Surface - of Blogger.com tried to make it very friendly. Skeleton – show how interaction works. Structure – Info Arch side. Scope – what do we do on the web and what don’t we do. (fits in nice with service design). Strategy – What does our company do?

Apply to Web 2.0

Surface: Everyone has an opinion of the visual (“That is really blue!”). So let’s take a set of numerical data. At least expose some metadata – rainfall in five cities. It is now information with metadata. Next, add color and use background color to push back the metadata. Try changing the numbers to size of raindrops, but this can be dangerous (see USA Today and The Onion).

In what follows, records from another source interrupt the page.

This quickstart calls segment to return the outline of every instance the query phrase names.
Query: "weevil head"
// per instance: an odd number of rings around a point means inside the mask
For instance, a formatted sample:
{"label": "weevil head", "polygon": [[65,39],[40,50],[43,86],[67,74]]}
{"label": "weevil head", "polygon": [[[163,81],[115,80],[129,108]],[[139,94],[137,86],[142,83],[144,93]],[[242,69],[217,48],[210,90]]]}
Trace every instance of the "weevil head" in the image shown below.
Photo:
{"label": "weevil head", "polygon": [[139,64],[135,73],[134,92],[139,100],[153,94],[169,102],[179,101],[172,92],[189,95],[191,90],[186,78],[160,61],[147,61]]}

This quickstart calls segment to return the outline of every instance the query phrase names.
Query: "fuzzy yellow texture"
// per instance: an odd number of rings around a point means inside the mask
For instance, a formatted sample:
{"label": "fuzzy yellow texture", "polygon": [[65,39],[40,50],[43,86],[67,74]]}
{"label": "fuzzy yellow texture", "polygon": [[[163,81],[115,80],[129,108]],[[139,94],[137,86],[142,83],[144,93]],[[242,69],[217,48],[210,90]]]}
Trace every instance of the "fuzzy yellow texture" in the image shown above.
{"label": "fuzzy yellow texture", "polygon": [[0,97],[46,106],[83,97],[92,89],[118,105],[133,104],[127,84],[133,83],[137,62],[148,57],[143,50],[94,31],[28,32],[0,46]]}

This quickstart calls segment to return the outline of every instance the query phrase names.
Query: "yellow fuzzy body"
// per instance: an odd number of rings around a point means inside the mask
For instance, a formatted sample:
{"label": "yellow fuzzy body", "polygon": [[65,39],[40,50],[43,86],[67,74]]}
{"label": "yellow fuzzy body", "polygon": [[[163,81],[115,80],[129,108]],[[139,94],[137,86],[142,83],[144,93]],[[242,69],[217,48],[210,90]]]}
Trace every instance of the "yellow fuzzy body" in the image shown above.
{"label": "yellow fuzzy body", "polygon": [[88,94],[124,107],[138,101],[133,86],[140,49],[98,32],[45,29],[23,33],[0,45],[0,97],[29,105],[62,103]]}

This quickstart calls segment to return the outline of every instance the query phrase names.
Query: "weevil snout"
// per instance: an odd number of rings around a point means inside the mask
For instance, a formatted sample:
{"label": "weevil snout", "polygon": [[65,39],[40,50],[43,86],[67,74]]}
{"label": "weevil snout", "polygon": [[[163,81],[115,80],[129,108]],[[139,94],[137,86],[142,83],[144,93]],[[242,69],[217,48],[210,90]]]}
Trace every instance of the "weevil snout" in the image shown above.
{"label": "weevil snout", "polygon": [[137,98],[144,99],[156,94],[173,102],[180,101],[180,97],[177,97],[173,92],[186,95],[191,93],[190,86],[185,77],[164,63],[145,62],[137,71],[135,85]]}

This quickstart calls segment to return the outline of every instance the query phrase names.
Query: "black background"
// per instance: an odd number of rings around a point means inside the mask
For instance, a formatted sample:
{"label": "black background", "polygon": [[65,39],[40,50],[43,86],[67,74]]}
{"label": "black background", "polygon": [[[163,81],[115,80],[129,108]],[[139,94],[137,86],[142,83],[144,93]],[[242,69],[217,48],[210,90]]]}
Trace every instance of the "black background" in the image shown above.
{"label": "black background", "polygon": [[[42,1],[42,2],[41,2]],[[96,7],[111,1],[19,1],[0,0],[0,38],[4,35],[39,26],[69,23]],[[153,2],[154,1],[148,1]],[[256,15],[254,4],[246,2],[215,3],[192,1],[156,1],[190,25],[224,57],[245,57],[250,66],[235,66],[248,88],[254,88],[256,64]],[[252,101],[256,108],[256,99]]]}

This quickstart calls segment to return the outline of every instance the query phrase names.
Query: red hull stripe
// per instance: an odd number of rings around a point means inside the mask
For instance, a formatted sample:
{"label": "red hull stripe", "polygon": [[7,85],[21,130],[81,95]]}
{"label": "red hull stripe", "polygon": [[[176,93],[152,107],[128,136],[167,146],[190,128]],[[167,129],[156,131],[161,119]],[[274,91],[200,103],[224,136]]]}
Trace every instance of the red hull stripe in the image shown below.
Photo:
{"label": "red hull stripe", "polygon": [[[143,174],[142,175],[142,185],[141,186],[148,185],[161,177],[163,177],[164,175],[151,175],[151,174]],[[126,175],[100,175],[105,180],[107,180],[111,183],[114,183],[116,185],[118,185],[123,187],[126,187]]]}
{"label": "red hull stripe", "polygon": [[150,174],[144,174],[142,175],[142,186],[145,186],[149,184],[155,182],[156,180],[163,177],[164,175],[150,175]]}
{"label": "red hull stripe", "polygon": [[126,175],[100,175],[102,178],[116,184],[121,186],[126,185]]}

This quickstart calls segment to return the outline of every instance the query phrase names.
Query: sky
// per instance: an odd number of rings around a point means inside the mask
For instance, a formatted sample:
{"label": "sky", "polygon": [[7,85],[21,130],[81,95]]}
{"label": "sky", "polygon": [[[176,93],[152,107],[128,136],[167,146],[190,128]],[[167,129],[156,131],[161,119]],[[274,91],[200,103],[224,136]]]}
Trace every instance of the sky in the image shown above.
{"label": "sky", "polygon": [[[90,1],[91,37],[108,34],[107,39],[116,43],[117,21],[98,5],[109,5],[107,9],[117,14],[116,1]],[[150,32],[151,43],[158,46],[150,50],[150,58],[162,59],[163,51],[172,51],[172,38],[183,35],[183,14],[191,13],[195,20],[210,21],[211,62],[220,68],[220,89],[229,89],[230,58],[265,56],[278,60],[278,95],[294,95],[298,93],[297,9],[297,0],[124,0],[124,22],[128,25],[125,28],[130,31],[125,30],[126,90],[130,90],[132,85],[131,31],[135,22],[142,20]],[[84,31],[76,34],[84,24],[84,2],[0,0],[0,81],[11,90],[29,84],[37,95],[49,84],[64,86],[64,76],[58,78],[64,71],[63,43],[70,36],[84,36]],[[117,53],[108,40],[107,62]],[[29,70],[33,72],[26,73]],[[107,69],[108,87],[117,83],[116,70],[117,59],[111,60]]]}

What can I do with this by letting go of design control? Shows map where users click on city to show the data from the city. Dr. Gitte Lindgaard – trust a web site by first impression at it and only showed 1/20th of second. trust on the surface: visual appeal is initial emotional response. Then cognition and if you do it right you have Halo Effect. Two books: Don Norm in Emotional Design. and B.J. Fogg Persuasive Technology. Think of your users as collaborators. Users Controlling Their Data.

Skeleton: I was comfortable towards interaction design as simple. Really simple to do wireframes. Then AJAX – innovation of perception. Promoted by Google. Then Jesse coined the term. We have wide enough use of modern browsers.

Shows kayak.com so I can plan with the results. Easy to correct from mistakes.

AJAX: “Roller skates for the web!” – Bruce Sterling.

Discoverability. Shows AJAX interaction to find stuff with kayak.com. Google Maps – “you can drag it around”. More like how you use a map. Fundamental change. Panic Goods – would you have discovered how to drag into shopping cart?

Recoverability. ifile.com looking to see if username is already taken. Interesting that they took this down because of engineering changes on the back web. This new tech challenges our tech team.

Context. Simple act of uploading a file and provide feedback on time to upload from Ruby on Rails.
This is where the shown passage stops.